My dad, Mellow Hildow
Joe Hildebrand
Friday, April 11, 2008 at 05:26pm
WHEN I was growing up I always wanted to be a good man. A righteous man. A strong man.
Indeed, my No. 1 role model was Superman, followed closely by Optimus Prime and Ricky “The Dragon” Steamboat.
It was the little things for which I craved a mentor: How to kick a football, how to change a tyre, how to earn a living.
It was not, despite my father’s wish for me to follow in his footsteps, to be a folk singer. (Incidentally, I am reminded here of the great and timeless classic: Q: What’s the difference between a jazz guitarist and a pepperoni pizza? A: A pepperoni pizza can feed a family of four.)
Of course, as the saying goes, you can choose your friends but you can’t sleep with them unless they say it’s OK first.
And as the other saying goes, folk singers are freaky cats who dig a fresh sound while just listening to the words, man, the words.
Consider this spoken word offering from the iconic British folk artist Donovan in 1968:
The continent of Atlantis was an island which lay before the great flood in the area we now call the Atlantic Ocean.
So great an area of land, that from her western shores those beautiful sailors journeyed to the South and the North Americas with ease, in their ships with painted sails.
To the east Africa was a neighbour, across a short strait of sea miles.
The great Egyptian age is but a remnant of The Atlantian culture.
The antediluvian kings colonised the world.
All the Gods who play in the mythological dramas.
In all legends from all lands were from fair Atlantis.
Knowing her fate, Atlantis sent out ships to all corners of the Earth.
On board were the Twelve:
The poet, the physician, the farmer, the scientist, the magician and the other so-called Gods of our legends.
Though Gods they were _
And as the elders of our time choose to remain blind
Let us rejoice and let us sing and dance and ring in the new
Hail Atlantis!
Now imagine the guy reciting that was your dad.
(If you’re having difficulty picturing that just type the words “Donovan” and “Atlantis” into YouTube. It looks like he escaped from Willy Wonka’s chocolate factory and was kidnapped by pixies on the way out.)

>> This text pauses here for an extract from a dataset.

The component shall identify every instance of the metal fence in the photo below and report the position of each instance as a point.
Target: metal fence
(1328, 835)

It was a vision of this order that greeted me on paternal visitation days when my dad used to pick me up from school.
This could have been an embarrassing moment in front of my Year 7 chums but, mercifully, his largely sequinned attire was obscured by a customised rainbow-coloured Mini Moke with “The Hildebrands” emblazoned on the side in giant yellow letters.
Even so, some of my peers were able to make the link between my parentage and the car, which they playfully christened “The Gaymobile”.

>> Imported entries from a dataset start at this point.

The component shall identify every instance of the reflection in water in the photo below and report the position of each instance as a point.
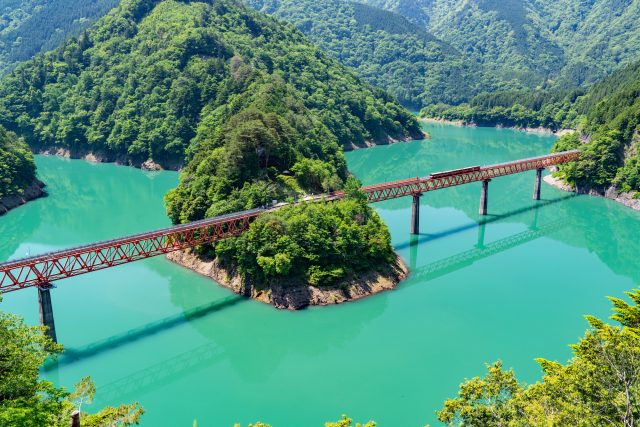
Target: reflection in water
(71, 355)
(413, 345)
(157, 375)
(423, 238)
(464, 259)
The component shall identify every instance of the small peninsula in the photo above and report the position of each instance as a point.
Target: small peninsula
(18, 182)
(315, 253)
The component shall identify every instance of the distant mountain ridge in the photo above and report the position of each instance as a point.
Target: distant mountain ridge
(28, 27)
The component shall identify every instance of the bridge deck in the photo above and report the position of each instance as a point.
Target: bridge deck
(45, 268)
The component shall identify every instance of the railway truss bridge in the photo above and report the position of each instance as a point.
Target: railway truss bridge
(41, 270)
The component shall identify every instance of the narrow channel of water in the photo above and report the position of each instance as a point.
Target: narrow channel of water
(512, 286)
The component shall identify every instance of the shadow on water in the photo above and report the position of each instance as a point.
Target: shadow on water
(72, 355)
(154, 376)
(423, 238)
(442, 267)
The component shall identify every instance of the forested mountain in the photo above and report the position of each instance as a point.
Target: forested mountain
(606, 116)
(608, 135)
(28, 27)
(243, 96)
(527, 44)
(17, 169)
(383, 47)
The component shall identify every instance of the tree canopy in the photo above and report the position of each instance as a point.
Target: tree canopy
(599, 386)
(28, 401)
(311, 243)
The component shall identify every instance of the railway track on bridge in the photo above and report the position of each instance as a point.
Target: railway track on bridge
(43, 269)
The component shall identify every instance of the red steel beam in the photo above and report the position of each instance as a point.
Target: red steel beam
(37, 270)
(416, 186)
(41, 269)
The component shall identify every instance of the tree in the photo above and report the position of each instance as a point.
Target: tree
(599, 386)
(26, 400)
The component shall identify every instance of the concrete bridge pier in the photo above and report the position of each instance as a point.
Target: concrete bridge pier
(415, 214)
(46, 310)
(484, 197)
(481, 230)
(413, 251)
(537, 184)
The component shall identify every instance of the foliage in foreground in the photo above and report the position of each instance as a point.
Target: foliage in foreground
(599, 386)
(315, 243)
(28, 401)
(17, 169)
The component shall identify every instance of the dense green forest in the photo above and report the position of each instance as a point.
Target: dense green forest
(241, 96)
(384, 48)
(532, 44)
(28, 401)
(606, 117)
(599, 386)
(28, 27)
(17, 169)
(315, 243)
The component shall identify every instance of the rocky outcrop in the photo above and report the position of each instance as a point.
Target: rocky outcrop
(294, 295)
(33, 191)
(630, 200)
(105, 157)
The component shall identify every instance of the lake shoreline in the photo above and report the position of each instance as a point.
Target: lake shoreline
(31, 192)
(296, 296)
(104, 157)
(626, 199)
(461, 123)
(151, 165)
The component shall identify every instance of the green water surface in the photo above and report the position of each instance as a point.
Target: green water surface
(512, 286)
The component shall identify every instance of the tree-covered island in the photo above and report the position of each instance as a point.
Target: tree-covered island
(249, 109)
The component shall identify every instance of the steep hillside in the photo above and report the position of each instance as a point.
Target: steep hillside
(28, 27)
(609, 134)
(383, 47)
(240, 96)
(528, 44)
(17, 172)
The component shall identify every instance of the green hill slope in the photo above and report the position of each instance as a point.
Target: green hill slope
(240, 96)
(383, 47)
(28, 27)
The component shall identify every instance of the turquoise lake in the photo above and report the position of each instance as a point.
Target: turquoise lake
(513, 285)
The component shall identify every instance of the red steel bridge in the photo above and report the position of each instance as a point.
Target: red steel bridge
(41, 270)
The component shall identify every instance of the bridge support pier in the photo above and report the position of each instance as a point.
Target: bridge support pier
(46, 310)
(481, 229)
(484, 197)
(415, 214)
(537, 184)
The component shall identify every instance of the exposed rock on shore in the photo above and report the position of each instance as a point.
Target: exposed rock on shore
(103, 157)
(34, 191)
(295, 295)
(627, 199)
(539, 130)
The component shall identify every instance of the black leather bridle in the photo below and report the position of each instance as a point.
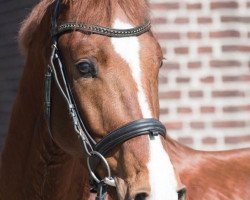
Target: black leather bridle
(57, 71)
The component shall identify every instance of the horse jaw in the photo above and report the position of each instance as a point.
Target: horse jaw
(163, 183)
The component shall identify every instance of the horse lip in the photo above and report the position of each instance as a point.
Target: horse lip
(121, 188)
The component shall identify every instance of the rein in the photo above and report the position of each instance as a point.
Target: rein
(57, 71)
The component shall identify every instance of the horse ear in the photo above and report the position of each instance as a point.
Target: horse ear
(182, 193)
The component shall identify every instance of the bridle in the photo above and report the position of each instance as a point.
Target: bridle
(93, 149)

In fact, it always slightly puzzled me as to why he picked me up at all considering his new wife sat in the only passenger seat and I had to hang on to the towbar like Michael J. Fox in Back to the Future (minus the skateboard).
My dad would then regale me with heroic tales from his youth, such as the Vietnam War years (spent in Canada), the Million Man March to Washington (spent in Colorado) and the time he stopped an off-duty policeman from picking on his fourth wife by jumping out from behind a couch, waving his hands in the air and saying, “bad vibes, bad vibes”.

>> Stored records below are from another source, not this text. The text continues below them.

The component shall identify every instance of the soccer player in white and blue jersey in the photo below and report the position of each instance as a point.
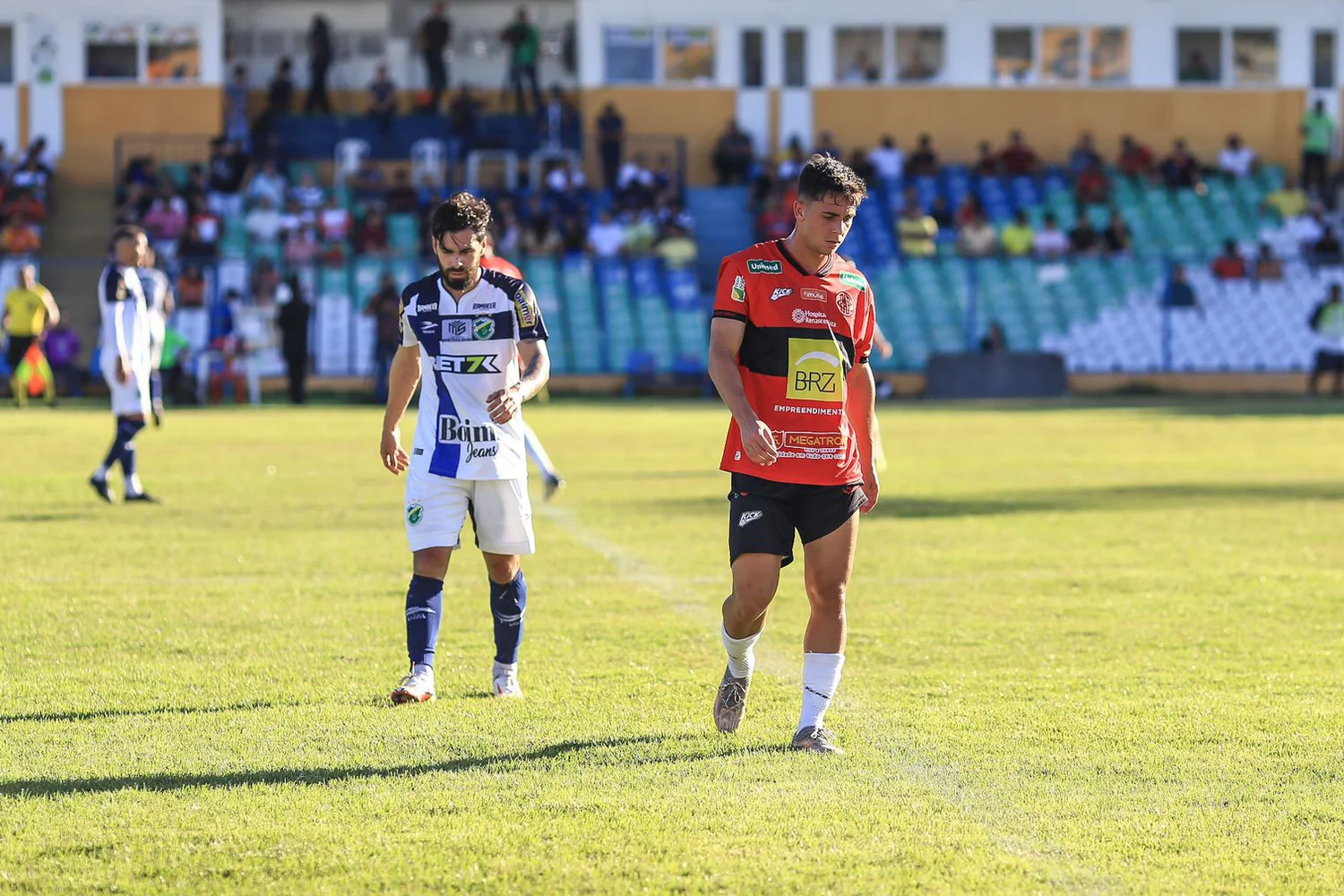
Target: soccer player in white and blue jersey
(478, 339)
(158, 306)
(124, 358)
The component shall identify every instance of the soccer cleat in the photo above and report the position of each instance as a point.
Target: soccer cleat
(507, 685)
(553, 485)
(730, 702)
(99, 487)
(416, 686)
(817, 740)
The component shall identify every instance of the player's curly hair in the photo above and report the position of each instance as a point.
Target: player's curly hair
(828, 175)
(461, 211)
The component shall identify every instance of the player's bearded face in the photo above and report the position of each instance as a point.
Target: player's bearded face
(459, 258)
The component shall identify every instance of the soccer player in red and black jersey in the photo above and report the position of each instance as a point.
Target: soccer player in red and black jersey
(793, 325)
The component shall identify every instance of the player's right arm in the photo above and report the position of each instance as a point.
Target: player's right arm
(401, 384)
(726, 332)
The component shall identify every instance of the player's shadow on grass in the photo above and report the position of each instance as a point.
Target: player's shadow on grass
(93, 715)
(609, 751)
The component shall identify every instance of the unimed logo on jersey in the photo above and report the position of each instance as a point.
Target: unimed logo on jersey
(816, 373)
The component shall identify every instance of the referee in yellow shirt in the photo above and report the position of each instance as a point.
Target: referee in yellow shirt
(27, 314)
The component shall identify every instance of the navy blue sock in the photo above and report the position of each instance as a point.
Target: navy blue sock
(424, 610)
(507, 606)
(126, 430)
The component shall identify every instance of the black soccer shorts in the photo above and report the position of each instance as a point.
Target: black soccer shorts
(763, 514)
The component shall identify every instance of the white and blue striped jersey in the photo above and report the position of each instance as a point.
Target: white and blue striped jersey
(125, 319)
(468, 351)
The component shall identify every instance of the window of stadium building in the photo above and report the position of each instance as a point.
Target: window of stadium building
(1255, 56)
(859, 56)
(688, 56)
(112, 53)
(1013, 56)
(174, 53)
(919, 54)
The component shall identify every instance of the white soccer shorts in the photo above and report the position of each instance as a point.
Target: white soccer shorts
(500, 509)
(131, 397)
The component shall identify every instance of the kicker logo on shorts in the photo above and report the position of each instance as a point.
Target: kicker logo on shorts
(816, 373)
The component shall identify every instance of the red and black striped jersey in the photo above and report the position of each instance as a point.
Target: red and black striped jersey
(804, 333)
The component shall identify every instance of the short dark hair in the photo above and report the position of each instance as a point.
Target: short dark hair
(828, 175)
(460, 211)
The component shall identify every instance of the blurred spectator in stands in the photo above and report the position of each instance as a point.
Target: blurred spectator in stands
(432, 39)
(917, 233)
(195, 250)
(263, 281)
(1230, 265)
(986, 163)
(1268, 265)
(371, 234)
(1018, 238)
(1327, 252)
(268, 183)
(1180, 169)
(1317, 142)
(367, 185)
(1327, 323)
(1116, 239)
(382, 101)
(1136, 160)
(166, 220)
(558, 121)
(402, 198)
(1050, 242)
(263, 222)
(320, 56)
(924, 160)
(978, 239)
(676, 247)
(1093, 187)
(733, 156)
(301, 246)
(464, 116)
(610, 144)
(292, 319)
(1019, 159)
(191, 287)
(524, 46)
(62, 349)
(1236, 159)
(607, 237)
(333, 222)
(308, 194)
(236, 108)
(1288, 201)
(887, 159)
(540, 238)
(384, 306)
(994, 340)
(1083, 155)
(827, 145)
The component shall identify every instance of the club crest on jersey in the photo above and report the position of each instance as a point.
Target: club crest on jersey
(763, 266)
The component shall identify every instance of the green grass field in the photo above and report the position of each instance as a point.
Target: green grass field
(1093, 650)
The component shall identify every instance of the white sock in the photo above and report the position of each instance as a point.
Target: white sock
(820, 678)
(538, 452)
(741, 653)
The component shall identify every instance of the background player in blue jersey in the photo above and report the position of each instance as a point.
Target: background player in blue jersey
(124, 358)
(478, 341)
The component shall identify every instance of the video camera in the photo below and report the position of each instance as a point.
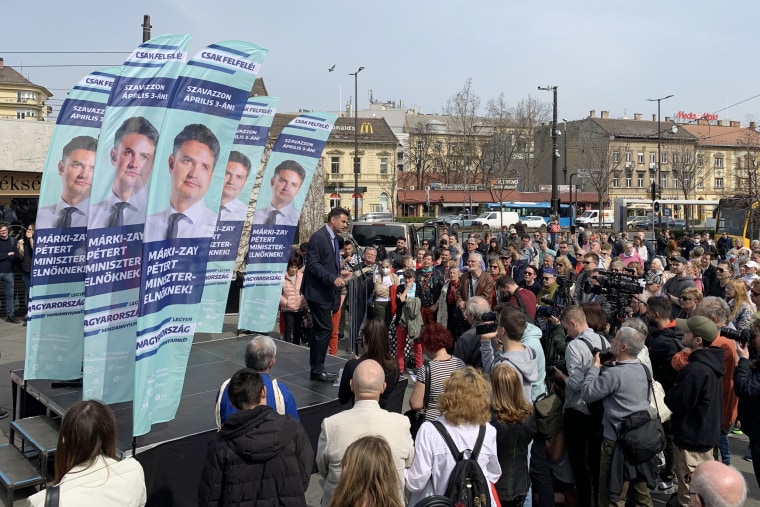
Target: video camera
(743, 336)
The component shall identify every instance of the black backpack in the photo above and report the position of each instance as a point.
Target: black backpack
(467, 486)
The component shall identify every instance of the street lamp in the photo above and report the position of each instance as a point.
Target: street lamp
(659, 156)
(555, 153)
(356, 141)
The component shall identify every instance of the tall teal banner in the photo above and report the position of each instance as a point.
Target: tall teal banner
(128, 140)
(239, 178)
(183, 205)
(287, 178)
(56, 298)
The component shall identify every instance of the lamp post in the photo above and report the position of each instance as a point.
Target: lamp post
(659, 156)
(572, 206)
(555, 152)
(356, 141)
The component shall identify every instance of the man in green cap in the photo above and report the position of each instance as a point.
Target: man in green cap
(696, 401)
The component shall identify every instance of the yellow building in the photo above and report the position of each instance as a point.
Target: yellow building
(20, 98)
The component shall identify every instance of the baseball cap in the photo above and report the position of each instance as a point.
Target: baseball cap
(700, 326)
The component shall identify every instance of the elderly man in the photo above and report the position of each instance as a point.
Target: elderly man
(260, 356)
(467, 346)
(620, 389)
(675, 286)
(696, 401)
(365, 418)
(714, 483)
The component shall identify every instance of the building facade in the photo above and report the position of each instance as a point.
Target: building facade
(20, 98)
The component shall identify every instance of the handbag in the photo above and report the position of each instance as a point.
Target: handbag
(51, 495)
(548, 410)
(417, 417)
(641, 436)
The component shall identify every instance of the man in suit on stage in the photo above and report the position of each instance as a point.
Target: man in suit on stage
(322, 279)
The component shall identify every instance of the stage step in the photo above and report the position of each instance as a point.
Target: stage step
(16, 472)
(42, 433)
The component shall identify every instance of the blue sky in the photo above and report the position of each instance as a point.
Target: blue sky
(602, 55)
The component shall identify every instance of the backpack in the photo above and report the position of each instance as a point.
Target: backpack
(467, 486)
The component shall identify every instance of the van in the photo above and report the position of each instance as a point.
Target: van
(495, 219)
(377, 217)
(590, 218)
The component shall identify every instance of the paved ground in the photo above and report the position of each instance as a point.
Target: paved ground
(12, 347)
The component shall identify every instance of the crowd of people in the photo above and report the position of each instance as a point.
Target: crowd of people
(525, 364)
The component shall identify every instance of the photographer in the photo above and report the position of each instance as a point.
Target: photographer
(747, 388)
(582, 430)
(620, 387)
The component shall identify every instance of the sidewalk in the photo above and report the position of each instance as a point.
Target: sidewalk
(12, 347)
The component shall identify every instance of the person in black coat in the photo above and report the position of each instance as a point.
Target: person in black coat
(321, 279)
(259, 457)
(696, 401)
(747, 388)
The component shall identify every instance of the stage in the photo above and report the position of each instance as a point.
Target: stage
(172, 454)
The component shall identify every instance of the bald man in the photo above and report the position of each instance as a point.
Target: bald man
(714, 483)
(365, 418)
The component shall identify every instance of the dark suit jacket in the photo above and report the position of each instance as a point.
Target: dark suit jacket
(321, 270)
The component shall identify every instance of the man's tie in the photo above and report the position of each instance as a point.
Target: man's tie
(337, 251)
(174, 219)
(65, 220)
(271, 217)
(117, 216)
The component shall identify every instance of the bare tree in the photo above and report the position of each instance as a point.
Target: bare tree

It was in the course of such soul-searching adventures that my father realised his true calling, which was to follow around a man called Wavy Gravy who drove a big orange bus.
This was a highly influential period in my dad’s life and that of his second wife. It also produced his now-immortalised line: “When she wouldn’t come down from the tree I kind of knew the marriage was over.”
(This is not to be confused with his second most famous utterance, when he told the officiating priest at my baptism: “I dunno, it was her idea.")
Despite such a rich history, there was something missing in my father’s parenting approach - largely, it has to be said, him.
For years I felt that I had missed out on the chance of being raised by a real man.
But then one day as I was kicking a football, shotgunning a VB and jump-starting a Kingswood - all at the same time - that I realised I had been raised by a real man after all. And I’d just like to say to him: Thanks Mum.